In a shack alongside the majestic Brazos River, my native country was formed. On March 2, 1836, the Convention of 1836 led by Richard Ellis declared their Independence from Mexico. They elected David G. Burnett as Interim-President. He wasn't very notable, but he did challenge Sam Houston to a duel in later years.
Four days after it was signed, the Alamo fell.
I'd like to propose a contest to Grim's Hall readers. If the first phase goes well, I have a second phase in mind; but let's see how the first phase works.
I'd like you each, in the comments, to tell me what character from literature most reminds you of yourself. Then, what movie and which character from that movie most reminds you of yourself going through your life.
If you know how to do links, and want to link to the novel/movie at Amazon, that'd be a good idea. Also, if you are planning to cite an obscure work, you can also cite a second-best example that people are more likely be familiar with. Your call.
The main rule here is not to laugh at anyone for what they come up with. Obviously, movies are more dramatic than real life usually is. If somebody says that James Bond reminds him of himself, and you happen to know that he is an accountant (say), no laughing. :) The point here is that he relates to the stories; they mean something to him.
Finally, the last question for the third phase is: is there any character created in the last ten years, either from literature or the movies, who you really feel relates to you or your life? In other words, are our stories getting better -- or is the story-creating industry losing touch with us? I suspect the latter, but I want to put it to the test.
Castle Argghhh! linked us this morning, with this note:
Grim provides an old school example that seems to support JRobb’s Global Guerillas theory. Scary. [Armorer's interjection - Grim's permalink URL isn't behaving as expected. The post Ry is referring to is "The Old Model Army" which is the top post for 27 Feb at Grim's Hall.]That's right -- all permalinks have been broken since we moved to New Blogger, including both the old ones from before the move, and the new once since.
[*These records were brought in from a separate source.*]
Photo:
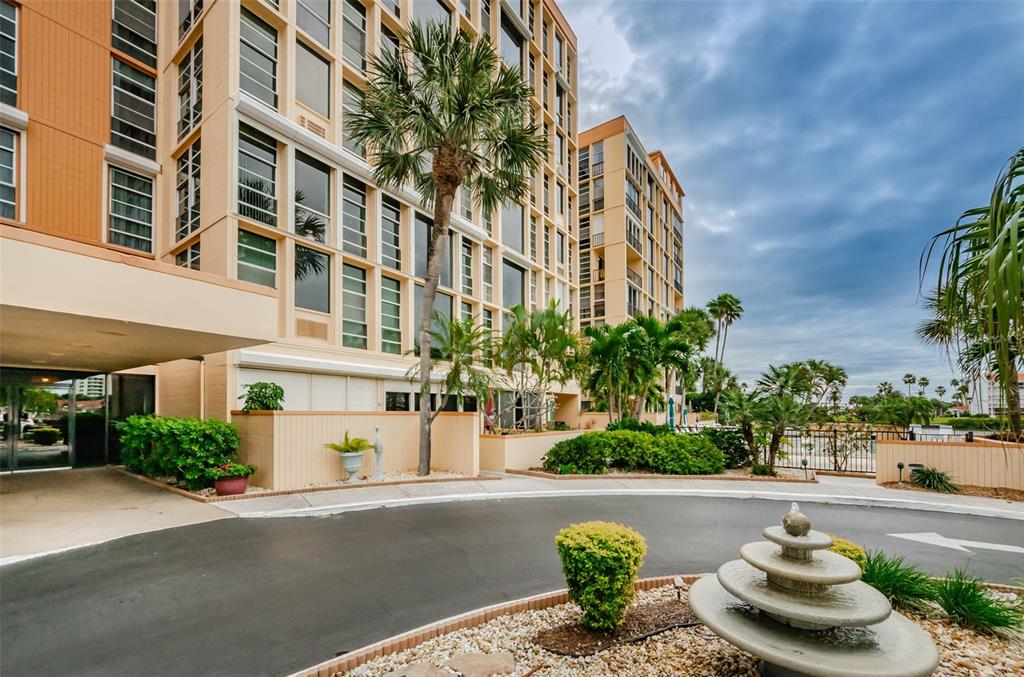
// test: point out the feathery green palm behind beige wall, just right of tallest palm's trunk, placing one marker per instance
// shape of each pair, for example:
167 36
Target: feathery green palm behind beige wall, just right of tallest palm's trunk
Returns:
457 347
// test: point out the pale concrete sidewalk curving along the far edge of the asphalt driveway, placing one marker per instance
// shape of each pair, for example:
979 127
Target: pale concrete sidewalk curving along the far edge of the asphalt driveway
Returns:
836 491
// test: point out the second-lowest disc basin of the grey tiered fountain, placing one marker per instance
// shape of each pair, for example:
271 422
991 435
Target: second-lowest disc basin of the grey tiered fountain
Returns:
849 605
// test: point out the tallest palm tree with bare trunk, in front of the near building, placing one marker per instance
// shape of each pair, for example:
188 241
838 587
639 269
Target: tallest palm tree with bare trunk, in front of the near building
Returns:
443 113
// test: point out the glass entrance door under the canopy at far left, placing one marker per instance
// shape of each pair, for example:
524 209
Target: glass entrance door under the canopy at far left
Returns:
37 426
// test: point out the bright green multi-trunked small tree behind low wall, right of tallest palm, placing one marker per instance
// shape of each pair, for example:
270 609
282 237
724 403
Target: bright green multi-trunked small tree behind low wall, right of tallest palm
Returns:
538 350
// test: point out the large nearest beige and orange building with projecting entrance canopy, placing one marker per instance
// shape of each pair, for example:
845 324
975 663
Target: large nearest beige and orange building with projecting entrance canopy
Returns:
179 198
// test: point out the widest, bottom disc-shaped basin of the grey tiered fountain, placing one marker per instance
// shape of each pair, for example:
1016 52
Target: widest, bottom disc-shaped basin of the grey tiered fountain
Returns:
895 648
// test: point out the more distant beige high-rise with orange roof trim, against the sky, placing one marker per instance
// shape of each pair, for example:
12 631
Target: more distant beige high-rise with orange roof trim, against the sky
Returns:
631 229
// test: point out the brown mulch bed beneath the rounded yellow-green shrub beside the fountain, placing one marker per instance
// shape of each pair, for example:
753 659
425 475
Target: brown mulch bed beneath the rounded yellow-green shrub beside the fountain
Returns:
639 624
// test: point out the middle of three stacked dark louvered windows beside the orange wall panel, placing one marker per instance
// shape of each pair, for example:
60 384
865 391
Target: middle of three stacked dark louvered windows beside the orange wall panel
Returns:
134 123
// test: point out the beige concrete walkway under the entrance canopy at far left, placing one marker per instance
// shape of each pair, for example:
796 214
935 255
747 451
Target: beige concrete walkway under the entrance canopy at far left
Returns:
47 513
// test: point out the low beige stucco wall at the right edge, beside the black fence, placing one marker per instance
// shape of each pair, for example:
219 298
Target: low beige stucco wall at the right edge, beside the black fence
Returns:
978 463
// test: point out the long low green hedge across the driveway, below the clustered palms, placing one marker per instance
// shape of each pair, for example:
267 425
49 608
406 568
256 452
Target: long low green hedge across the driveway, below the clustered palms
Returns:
594 453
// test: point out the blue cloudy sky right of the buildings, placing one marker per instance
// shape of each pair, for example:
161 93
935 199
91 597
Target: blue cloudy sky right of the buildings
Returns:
821 146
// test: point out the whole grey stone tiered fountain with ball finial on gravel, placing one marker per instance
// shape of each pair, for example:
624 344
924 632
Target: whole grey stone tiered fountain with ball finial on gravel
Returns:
802 610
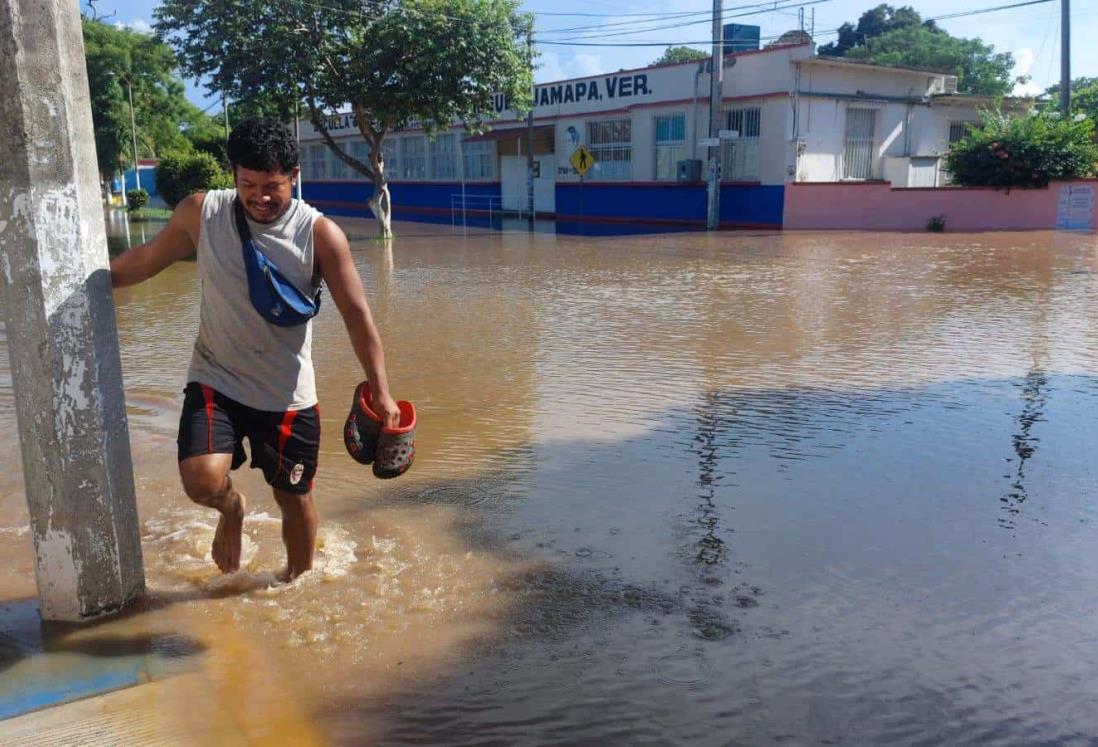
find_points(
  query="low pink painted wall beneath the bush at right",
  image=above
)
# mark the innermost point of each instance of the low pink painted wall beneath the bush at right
(878, 207)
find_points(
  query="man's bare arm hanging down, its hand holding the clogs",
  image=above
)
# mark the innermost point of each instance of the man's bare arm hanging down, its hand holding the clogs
(338, 269)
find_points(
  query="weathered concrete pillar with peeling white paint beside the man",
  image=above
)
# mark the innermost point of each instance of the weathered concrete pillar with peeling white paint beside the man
(60, 314)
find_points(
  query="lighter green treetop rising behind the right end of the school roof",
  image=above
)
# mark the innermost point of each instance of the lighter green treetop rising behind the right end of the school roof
(979, 69)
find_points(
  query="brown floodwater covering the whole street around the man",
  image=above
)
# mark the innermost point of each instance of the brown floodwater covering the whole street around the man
(694, 489)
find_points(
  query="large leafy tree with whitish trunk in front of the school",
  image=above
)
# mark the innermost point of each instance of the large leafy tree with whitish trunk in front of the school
(432, 62)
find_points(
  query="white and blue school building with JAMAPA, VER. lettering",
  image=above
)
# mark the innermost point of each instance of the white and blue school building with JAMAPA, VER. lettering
(796, 117)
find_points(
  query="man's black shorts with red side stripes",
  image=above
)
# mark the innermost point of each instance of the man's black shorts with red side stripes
(286, 445)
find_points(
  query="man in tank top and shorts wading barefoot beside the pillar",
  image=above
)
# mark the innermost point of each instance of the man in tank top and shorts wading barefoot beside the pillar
(249, 376)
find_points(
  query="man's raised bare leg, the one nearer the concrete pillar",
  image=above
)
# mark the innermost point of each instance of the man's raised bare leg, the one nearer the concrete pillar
(207, 483)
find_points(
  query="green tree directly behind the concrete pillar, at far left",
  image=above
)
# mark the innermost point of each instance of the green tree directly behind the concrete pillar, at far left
(162, 113)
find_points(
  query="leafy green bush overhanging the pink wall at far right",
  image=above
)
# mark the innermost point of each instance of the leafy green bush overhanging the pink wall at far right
(1010, 151)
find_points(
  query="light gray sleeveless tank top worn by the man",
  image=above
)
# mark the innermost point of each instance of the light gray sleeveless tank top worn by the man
(238, 352)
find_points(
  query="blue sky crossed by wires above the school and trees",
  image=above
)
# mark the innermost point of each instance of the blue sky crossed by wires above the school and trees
(1032, 35)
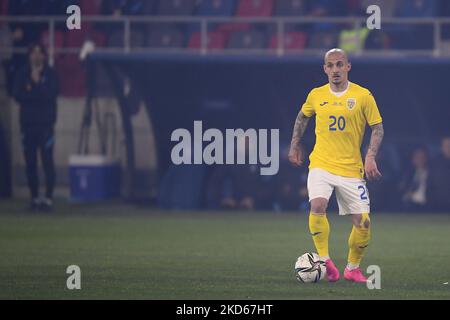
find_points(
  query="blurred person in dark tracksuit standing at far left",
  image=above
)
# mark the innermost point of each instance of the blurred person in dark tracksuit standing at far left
(36, 89)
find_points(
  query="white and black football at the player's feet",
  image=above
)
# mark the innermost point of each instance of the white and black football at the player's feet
(309, 269)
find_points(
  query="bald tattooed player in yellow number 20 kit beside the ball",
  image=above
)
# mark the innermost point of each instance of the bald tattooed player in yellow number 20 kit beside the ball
(342, 109)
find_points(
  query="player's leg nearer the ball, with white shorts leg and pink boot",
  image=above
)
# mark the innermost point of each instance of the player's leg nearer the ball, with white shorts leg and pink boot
(320, 188)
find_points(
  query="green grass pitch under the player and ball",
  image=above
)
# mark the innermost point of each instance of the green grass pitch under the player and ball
(126, 252)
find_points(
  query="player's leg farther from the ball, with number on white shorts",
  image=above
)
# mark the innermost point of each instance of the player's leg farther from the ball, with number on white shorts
(353, 199)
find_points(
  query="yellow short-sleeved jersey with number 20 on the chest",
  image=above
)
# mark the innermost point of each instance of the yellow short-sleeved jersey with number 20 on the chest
(340, 124)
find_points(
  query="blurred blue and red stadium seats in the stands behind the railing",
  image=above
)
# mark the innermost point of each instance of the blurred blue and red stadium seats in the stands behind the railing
(240, 35)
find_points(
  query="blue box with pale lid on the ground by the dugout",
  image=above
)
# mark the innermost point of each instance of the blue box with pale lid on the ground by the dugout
(94, 178)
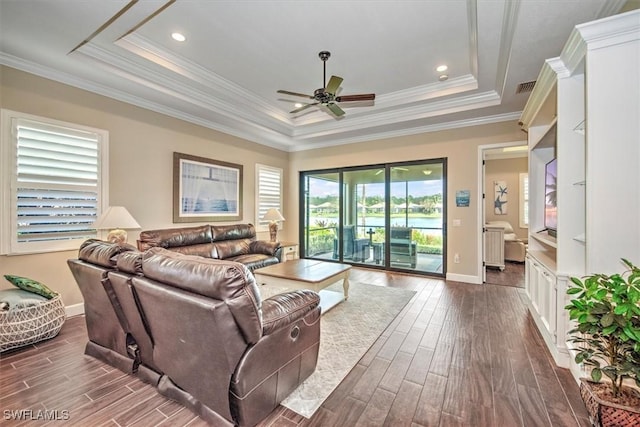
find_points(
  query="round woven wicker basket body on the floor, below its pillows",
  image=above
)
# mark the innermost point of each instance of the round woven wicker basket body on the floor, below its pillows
(23, 326)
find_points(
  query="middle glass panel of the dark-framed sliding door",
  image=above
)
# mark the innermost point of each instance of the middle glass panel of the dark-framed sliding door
(364, 215)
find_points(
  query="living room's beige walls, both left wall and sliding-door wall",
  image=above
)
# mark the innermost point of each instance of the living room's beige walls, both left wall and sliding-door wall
(140, 174)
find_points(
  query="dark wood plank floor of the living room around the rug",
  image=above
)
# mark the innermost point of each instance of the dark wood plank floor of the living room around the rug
(457, 355)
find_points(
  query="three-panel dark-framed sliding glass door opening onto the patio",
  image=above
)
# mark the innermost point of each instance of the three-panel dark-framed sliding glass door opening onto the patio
(383, 216)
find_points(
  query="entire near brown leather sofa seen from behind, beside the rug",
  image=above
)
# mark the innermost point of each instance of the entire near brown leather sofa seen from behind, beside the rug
(197, 328)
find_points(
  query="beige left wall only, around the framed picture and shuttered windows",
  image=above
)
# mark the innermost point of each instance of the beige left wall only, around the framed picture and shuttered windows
(141, 146)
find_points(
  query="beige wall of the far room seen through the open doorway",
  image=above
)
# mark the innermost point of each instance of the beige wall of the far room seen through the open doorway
(508, 170)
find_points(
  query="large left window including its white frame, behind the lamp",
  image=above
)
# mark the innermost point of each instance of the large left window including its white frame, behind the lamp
(56, 185)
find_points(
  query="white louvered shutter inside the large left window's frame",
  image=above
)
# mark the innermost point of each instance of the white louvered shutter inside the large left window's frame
(57, 182)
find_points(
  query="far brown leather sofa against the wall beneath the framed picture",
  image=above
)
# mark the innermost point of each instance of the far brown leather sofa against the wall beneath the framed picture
(235, 242)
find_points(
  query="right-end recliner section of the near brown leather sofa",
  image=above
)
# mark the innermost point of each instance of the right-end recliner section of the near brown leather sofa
(225, 353)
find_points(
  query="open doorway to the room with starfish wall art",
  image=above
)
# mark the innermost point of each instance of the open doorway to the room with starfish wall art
(504, 215)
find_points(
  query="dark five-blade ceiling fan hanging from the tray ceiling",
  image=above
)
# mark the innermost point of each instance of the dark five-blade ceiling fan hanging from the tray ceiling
(326, 95)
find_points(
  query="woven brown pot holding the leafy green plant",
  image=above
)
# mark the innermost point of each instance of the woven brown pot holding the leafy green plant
(607, 414)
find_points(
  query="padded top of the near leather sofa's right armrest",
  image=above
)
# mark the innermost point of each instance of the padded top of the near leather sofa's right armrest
(284, 309)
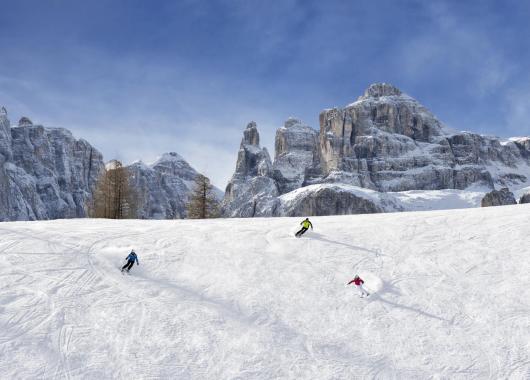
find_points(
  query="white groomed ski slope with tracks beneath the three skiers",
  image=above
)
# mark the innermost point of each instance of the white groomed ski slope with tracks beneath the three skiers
(245, 299)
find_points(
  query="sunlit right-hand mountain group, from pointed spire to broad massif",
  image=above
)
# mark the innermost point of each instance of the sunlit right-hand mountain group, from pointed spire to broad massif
(385, 141)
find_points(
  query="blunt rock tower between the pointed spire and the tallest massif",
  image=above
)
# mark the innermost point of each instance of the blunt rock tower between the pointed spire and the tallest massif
(296, 154)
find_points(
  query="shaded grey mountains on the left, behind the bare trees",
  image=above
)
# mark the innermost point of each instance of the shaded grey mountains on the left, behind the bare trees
(47, 174)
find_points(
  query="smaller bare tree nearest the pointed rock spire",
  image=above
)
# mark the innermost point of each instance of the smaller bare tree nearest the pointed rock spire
(202, 202)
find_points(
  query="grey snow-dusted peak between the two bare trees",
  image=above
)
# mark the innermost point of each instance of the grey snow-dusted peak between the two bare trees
(163, 187)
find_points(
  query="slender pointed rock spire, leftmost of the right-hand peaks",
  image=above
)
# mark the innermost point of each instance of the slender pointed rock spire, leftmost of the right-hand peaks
(251, 191)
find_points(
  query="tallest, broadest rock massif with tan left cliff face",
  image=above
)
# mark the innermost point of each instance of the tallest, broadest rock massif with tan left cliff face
(387, 141)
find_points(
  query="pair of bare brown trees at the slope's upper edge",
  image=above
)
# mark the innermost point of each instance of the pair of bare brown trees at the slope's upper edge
(115, 197)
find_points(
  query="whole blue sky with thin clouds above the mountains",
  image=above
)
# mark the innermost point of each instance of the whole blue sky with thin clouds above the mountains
(140, 78)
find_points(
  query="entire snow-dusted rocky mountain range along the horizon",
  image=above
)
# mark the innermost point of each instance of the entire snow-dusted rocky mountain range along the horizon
(383, 152)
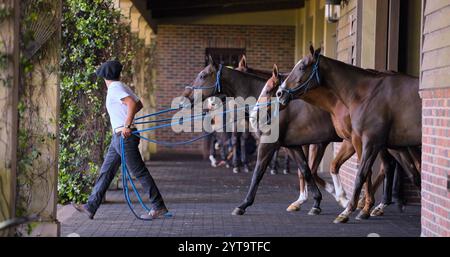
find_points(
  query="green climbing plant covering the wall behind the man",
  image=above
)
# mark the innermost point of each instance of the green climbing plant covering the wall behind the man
(91, 34)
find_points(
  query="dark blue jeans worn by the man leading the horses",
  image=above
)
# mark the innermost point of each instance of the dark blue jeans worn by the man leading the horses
(135, 166)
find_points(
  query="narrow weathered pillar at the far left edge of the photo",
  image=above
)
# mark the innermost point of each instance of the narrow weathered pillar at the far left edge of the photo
(9, 84)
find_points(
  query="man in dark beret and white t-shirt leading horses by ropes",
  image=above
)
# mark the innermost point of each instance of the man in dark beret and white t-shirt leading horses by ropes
(122, 105)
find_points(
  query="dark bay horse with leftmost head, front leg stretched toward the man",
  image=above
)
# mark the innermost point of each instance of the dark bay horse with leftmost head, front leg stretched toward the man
(301, 124)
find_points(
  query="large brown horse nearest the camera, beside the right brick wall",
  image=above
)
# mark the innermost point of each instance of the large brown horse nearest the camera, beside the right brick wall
(373, 101)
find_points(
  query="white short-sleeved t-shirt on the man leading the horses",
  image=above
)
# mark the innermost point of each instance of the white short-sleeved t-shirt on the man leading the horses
(116, 109)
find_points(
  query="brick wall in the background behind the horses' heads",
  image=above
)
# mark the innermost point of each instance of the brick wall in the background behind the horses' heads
(181, 53)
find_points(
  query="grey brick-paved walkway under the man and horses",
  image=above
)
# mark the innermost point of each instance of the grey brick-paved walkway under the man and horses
(202, 198)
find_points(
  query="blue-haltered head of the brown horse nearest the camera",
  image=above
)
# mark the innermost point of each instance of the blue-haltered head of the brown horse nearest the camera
(303, 77)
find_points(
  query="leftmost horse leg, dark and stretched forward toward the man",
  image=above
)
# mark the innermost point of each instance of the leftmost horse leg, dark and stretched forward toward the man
(265, 153)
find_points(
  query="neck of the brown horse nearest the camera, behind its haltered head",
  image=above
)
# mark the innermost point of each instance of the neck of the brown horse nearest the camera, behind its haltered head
(347, 82)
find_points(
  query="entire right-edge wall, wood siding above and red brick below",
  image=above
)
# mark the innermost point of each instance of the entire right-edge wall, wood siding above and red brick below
(435, 93)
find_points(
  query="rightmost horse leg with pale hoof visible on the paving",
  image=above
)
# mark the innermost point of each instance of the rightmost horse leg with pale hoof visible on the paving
(387, 171)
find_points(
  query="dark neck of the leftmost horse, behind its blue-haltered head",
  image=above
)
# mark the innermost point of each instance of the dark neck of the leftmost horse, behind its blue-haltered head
(239, 84)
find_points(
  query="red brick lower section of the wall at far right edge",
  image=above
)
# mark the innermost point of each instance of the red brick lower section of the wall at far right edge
(436, 162)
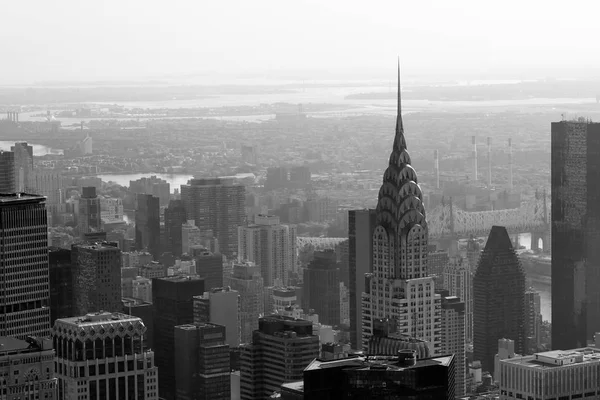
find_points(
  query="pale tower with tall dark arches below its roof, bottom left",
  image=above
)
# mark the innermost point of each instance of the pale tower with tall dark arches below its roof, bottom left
(102, 356)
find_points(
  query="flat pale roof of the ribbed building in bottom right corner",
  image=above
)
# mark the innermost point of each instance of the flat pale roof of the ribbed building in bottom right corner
(558, 358)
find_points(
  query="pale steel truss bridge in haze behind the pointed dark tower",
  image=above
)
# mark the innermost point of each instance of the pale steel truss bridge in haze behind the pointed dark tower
(447, 221)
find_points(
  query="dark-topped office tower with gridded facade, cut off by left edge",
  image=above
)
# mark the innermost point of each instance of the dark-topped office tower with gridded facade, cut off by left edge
(24, 272)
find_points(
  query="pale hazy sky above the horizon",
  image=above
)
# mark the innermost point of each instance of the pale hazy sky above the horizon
(107, 39)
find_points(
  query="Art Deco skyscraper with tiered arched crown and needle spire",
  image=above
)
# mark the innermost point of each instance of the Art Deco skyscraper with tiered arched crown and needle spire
(399, 287)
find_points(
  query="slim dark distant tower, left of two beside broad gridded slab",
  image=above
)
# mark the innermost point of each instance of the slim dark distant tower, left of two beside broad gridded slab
(147, 224)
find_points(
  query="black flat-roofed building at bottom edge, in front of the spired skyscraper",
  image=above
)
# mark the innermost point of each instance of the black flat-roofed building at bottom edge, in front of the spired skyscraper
(381, 377)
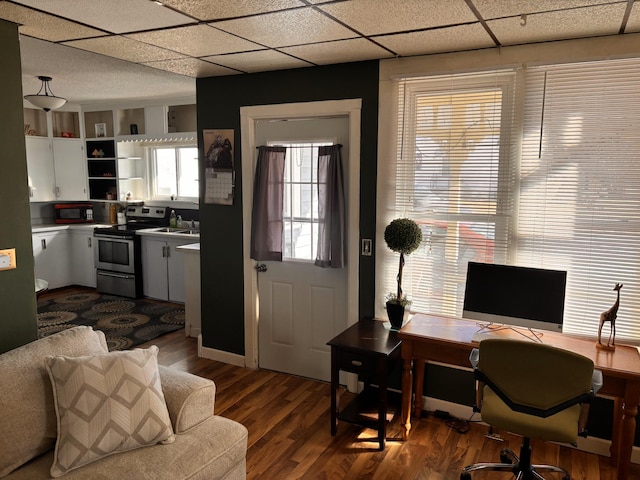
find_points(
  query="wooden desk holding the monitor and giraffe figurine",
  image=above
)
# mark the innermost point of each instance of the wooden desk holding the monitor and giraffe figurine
(449, 340)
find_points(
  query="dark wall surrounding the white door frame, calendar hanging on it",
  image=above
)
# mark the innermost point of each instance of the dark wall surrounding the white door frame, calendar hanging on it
(219, 100)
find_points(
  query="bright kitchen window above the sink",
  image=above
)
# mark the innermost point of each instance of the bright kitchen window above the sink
(174, 173)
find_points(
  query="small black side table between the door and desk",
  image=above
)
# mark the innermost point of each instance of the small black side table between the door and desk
(370, 349)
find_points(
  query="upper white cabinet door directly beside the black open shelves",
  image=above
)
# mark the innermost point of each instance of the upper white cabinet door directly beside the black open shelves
(70, 169)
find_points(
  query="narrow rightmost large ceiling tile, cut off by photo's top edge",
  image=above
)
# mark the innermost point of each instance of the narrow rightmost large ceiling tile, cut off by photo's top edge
(492, 9)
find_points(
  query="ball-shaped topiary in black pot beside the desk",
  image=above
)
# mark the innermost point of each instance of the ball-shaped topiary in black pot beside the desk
(402, 235)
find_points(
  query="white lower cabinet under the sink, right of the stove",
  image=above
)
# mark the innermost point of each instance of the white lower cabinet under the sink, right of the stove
(163, 268)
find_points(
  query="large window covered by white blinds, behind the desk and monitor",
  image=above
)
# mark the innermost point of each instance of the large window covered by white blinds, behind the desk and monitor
(536, 168)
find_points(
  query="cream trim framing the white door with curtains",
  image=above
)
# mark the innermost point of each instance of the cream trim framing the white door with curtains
(248, 117)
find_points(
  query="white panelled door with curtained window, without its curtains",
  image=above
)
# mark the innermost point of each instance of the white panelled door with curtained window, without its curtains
(301, 306)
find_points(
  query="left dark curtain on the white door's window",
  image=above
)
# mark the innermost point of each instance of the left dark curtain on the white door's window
(268, 198)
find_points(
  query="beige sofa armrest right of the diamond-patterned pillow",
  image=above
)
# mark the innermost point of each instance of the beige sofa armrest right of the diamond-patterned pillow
(190, 399)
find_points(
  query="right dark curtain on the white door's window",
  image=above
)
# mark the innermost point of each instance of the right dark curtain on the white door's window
(332, 241)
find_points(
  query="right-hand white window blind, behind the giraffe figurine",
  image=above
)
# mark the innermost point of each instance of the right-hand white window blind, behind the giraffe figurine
(580, 188)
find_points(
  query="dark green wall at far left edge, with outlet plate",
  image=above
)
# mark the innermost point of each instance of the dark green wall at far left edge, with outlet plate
(17, 293)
I've been trying to work a solution out through Blogger's help mechanisms (such as they are), but have given up.
Anyone who might know about moving a blog from Blogger to another service, please email me by clicking on the shield, above. I know how to use both MovableType and TypePad, but I don't know how to move the archives and stuff. Any help would be appreciated.
Proposed by InstaPunk, now performed by Newsbuckit, who gives his methodology. I ran the test on Grim's Hall, and our score is zero.
Now, the method he chose won't search the comments here, so it's possible some of you folks have been profane on occasion down in the HaloScan section of the blog. My good co-bloggers, however, have demonstrated gentlemanly restraint (given the topics we discuss here sometimes, a whole lot of restraint).